(my apologies the formatting went wonky!)
There is so much I want to say don’t know if I’ll find words
Of course some folks who might read this may think it so absurd
I’m not sure really where to start or how this verse will end
I’ll make a start can it be true ? What drives you round the bend?
The subject that I write about so complicated be
It touches on so many things on land in air on sea
It messes round with peoples’ minds emotionally as well
What is a balanced sum of it and how much makes it Hell?
Of course if you’ve too much of it, it can be Hell of course
I cannot say which way is right I don’t know which is worse
If you’ve got more than you can use how happy can you be -
When you have bought all that you can? Do you think you are free?
For this can bring it’s own sweet traps at first you may not know
If it is you that they do like or if it’s what you’ve sewn
Material possessions can be wonderful and good
We all would like to have them that at least is understood
If you can buy all that you want you may feel you are G-d
And nothing is forbid for you you’d find it very odd
For in that mode a danger lurks you play with peoples’ lives
Especially your own of course believe me that’s no jive
I’ve had the cash within this life to do with what I want
It caused so many problems did I do what I should ought?
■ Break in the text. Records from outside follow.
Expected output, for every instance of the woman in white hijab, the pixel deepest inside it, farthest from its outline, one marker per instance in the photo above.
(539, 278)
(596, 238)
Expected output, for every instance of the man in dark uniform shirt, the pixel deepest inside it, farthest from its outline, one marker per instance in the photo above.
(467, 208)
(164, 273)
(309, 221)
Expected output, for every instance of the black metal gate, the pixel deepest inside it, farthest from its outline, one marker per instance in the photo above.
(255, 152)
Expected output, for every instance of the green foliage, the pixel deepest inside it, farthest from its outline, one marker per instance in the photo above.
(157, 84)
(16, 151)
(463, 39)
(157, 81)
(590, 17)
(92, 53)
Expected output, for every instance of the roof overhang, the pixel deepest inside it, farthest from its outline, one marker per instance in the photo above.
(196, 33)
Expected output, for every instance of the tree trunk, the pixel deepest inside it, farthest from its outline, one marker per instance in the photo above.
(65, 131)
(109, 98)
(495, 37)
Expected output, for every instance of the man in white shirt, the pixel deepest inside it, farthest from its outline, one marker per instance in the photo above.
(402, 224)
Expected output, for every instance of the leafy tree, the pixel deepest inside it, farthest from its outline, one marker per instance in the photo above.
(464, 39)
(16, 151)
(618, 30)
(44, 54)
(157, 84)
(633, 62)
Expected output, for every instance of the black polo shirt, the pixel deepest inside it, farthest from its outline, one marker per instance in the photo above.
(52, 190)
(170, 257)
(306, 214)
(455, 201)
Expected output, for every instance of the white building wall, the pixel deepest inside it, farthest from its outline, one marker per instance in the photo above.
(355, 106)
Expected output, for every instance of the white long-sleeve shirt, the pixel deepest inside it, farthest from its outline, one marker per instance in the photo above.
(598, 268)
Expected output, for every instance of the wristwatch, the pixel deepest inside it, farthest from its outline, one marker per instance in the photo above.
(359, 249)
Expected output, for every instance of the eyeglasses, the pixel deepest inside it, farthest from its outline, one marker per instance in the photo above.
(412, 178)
I thought I did but not so sure for when I look and see
And contemplate my life so far I’m not so very free
One soul was not attracted by the things I bought for her
Another soul the opposite full of lust and love and awe
And at the time although I bought the good things out of love
Or so I thought that’s how it was the perfect hand in glove
But that was not just meant to be for when the cash ran thin
The dream was broke and I returned to Earth where it was grim
Alone and on my own I was no pennies to my name
Where once the best hotels and clothes the best of all my games
Yet there I was both pissed and broke not pissed in drink I say
But pissed off with what I’d become no dream no cash that day
As it went on I came to know what friend I had in me
Without the cash to fall upon I reckoned I was free
But now the circle turns again once more I’m in a trap
Although somehow I see it clear and I will face the rap
I think I know what I must do to clear a damming block
I’ll keep that to myself for now another soul I’ll shock
But I digress so back on track to what I want to say
The other side of coin is where you simply cannot pay
So many dangers lurk therein it can pull folk apart
Why does the scent of money seem to lead straight to the heart?
I feel I could go on for years just writing what goes on
Yet how to sum the whole thing up - what is a balanced sum?
I said before I do not know I’m sorry but I’ll pass
Excuse me World I must bend down and try to kiss my arse!!!